The tissue response to exogenously administered glucagon was examined in 5 obese subjects (180 plus or minus 20 percent ideal body weight) and compared with the response in 5 normal weight controls (plus or minus 10 percent of ideal body weight). In all control subjects, glucagon (1 mug/kg) caused an increase in plasma free fatty acids and betahydroxybutyrate concentrations. In contrast, not only did the obese subjects fail to demonstrate a similar catabolic response, but 4 of the 5 obese subjects actually responded with a depression of plasma free fatty acid concentration and 3 of the 5, a decrease in betahydroxybutyrate. The potential mechanisms responsible for this defect are discussed, and it is suggested that the observation of an abnormal tissue response to a pharmacological stimulus warrants further investigation utilizing physiological lipolytic stimuli.

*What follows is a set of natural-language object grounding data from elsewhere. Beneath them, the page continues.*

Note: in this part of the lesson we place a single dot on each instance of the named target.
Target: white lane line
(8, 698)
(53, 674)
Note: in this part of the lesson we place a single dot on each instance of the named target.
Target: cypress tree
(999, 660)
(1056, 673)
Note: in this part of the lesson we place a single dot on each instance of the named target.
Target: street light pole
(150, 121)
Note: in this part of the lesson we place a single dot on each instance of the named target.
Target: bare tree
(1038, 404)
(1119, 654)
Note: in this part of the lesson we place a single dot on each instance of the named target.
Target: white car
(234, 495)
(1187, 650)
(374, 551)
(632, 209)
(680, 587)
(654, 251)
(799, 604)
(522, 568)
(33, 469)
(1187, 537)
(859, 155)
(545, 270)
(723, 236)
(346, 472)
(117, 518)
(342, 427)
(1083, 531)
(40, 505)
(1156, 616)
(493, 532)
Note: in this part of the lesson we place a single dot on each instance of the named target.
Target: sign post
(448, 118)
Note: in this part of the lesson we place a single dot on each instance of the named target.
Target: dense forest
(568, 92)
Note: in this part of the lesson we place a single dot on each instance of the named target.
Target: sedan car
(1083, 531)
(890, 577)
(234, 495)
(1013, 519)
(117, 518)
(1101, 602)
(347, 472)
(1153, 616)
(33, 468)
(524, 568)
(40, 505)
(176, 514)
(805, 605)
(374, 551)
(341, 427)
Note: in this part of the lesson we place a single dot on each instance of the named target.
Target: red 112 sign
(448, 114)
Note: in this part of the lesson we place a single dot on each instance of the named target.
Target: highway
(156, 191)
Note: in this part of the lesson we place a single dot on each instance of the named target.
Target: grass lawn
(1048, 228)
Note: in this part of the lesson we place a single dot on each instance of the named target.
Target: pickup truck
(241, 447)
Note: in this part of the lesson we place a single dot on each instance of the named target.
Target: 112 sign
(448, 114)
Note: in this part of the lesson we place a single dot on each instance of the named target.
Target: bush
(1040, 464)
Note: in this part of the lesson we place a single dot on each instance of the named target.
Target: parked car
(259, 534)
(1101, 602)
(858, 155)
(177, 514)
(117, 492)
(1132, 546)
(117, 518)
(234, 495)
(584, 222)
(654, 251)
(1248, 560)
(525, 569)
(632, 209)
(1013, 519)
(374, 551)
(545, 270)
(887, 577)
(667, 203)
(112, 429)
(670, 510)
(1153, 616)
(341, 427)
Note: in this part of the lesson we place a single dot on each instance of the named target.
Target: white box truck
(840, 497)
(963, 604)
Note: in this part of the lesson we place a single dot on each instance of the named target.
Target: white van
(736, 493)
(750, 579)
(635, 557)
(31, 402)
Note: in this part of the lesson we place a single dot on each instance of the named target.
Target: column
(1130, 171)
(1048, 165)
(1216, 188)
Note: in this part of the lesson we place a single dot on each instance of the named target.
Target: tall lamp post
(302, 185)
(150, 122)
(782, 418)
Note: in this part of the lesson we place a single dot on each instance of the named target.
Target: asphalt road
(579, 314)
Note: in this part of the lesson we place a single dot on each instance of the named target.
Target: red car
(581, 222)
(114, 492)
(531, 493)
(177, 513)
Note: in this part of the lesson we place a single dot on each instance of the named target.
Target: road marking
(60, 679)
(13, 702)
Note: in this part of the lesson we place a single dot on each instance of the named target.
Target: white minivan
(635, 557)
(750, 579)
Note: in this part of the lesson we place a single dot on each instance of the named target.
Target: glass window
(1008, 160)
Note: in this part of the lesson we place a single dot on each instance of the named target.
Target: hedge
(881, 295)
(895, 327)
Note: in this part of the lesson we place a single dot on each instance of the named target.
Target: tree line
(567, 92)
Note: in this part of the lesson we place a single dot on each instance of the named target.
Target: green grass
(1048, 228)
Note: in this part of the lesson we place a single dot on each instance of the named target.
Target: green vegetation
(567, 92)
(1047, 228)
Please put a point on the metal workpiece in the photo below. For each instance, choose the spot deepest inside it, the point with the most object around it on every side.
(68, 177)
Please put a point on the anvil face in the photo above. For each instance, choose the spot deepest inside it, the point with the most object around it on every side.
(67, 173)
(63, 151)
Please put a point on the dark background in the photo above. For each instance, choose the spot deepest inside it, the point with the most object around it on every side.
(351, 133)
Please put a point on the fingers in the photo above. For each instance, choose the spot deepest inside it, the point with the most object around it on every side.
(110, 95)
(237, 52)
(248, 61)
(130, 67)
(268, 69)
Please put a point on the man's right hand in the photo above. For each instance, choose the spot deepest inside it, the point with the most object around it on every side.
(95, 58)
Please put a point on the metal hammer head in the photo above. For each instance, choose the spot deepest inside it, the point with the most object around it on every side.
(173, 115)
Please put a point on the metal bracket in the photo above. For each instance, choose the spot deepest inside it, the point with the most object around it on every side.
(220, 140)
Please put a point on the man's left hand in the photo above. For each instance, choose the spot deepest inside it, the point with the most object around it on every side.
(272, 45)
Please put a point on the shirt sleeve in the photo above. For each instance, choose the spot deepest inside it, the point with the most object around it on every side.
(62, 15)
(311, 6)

对5名肥胖受试者(体重为理想体重的180%±20%)外源性给予胰高血糖素后的组织反应进行了检测,并与5名正常体重对照者(体重为理想体重的±10%)的反应进行了比较。在所有对照受试者中,胰高血糖素(1微克/千克)导致血浆游离脂肪酸和β-羟基丁酸浓度升高。相比之下,肥胖受试者不仅未能表现出类似的分解代谢反应,而且5名肥胖受试者中有4名实际出现血浆游离脂肪酸浓度降低,5名中有3名β-羟基丁酸降低。讨论了导致这种缺陷的潜在机制,并提出观察到对药理刺激的异常组织反应值得利用生理性脂解刺激进行进一步研究。